Peter N Lewis wrote:
At 9:44 -0800 10/12/07, Scott Moore wrote:
John L. Ries wrote:
There probably wouldn't be anything wrong with GPC automatically setting pointers to nil when disposing them, but that would be non-standard and I suspect that most people (myself included) would do it themselves anyway (for portability's sake) unless the pointer was going to be immediately reassigned.
No, that's perfectly ok with the standard. It simply specifies that the value is undefined, which means set to nil is as good as anything else.
I do not believe that is correct.
I'm pretty sure the semantics for dispose are that it takes a value parameter, and so has no ability to modify the pointer.
As much as I might prefer the definition to be that the pointer is set to nil, and like Adriaan, my preference is for wrapper functions that are nil-safe and idempotent, changing the behaviour of dispose could make correct code fail.
For example, imagine this pseudocode:
p = New pointer. AddToListOfPointers( list, p ); Dispose( p ); RemoveFromListOfPoitners( list, p );
That is perfectly legal code, but would fail if dispose became a by reference, set to nil procedure.
As Adriaan described, if you want that facility, simply write your own wrappers.
My own wrappers included:
- nil-safe
- nil-setting
- leak checking code
- memory trashing
Enjoy, Peter.
Well, you could always "discover" that the expression qualifies as variable reference. I think the only thing that having a pointer as an expression gives over variable references is the ability to include function returns, since pointers are inadmissible to any operator save those that don't deliver a pointer in any case (p = x, p <> x).
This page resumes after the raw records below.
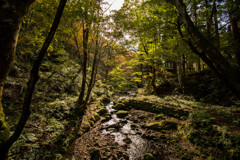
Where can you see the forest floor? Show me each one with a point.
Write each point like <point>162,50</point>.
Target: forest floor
<point>175,127</point>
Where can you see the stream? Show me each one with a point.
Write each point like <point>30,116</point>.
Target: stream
<point>126,134</point>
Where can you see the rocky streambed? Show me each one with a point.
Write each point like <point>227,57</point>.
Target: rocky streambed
<point>137,130</point>
<point>126,133</point>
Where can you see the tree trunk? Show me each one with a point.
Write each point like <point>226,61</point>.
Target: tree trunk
<point>228,72</point>
<point>217,39</point>
<point>84,68</point>
<point>11,16</point>
<point>179,74</point>
<point>5,145</point>
<point>234,19</point>
<point>153,81</point>
<point>184,64</point>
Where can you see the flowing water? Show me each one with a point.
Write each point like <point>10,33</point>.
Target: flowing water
<point>126,135</point>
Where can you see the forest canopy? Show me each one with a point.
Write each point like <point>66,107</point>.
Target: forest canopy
<point>59,57</point>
For your second point, I see what you are getting at, but you might want to look closely at the standard there:
Dispose( p ); RemoveFromListOfPoitners( list, p );
ie,. what is the value of p? Your code implies p remains the same.
6.6.5.3 Dynamic allocation procedures
new(p) shall create a new variable that is totally-undefined, shall create a new identifying-value of the pointer-type associated with p, that identifies the new variable, and shall attribute this identifying-value to the variable denoted by the variable-access p . The created variable shall possess the type that is the domain-type of the pointer-type possessed by p.
...
dispose(q) shall remove the identifying-value denoted by the expression q from the pointer-type of q . It shall be an error if the identifying-value had been created using the form new(p,c l , . . .,cn).
...
NOTE -- The removal of an identifying-value from the pointer-type to which it belongs renders the identified-variable inaccessible (see 6.5.4) and makes undefined all variables and functions that have that value attributed (see 6.6.3.2 and 6.8.2.2).
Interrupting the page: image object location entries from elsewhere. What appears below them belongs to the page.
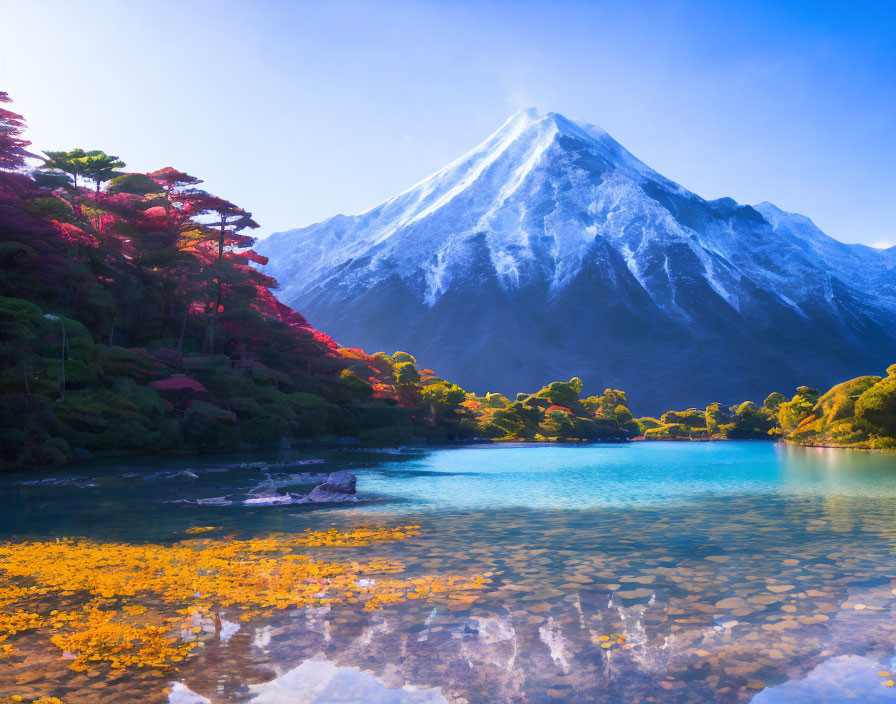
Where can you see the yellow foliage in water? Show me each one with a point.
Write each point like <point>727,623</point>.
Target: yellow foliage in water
<point>186,580</point>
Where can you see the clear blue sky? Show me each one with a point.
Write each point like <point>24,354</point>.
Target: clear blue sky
<point>298,111</point>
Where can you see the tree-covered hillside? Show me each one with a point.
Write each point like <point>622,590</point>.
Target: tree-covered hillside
<point>132,320</point>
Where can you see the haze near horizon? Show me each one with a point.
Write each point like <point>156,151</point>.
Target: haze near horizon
<point>299,112</point>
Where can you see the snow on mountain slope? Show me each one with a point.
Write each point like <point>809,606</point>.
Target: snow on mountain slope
<point>550,250</point>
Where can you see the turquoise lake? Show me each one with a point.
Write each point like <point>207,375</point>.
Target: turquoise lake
<point>737,571</point>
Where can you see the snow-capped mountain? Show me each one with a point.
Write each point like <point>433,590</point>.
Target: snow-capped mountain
<point>550,251</point>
ie., dispose indeed takes a value parameter, which it is NOT supposed to change, but here the standard seems to say that it is, indeed changed, to undefined.
This says at the least "don't count on the value", but it can be interpreted as room to implement a recycling system that finds and invalidates pointers, even non-obvious ones. In that case, the code shown would not work.
Either way, we agree it's a bad idea.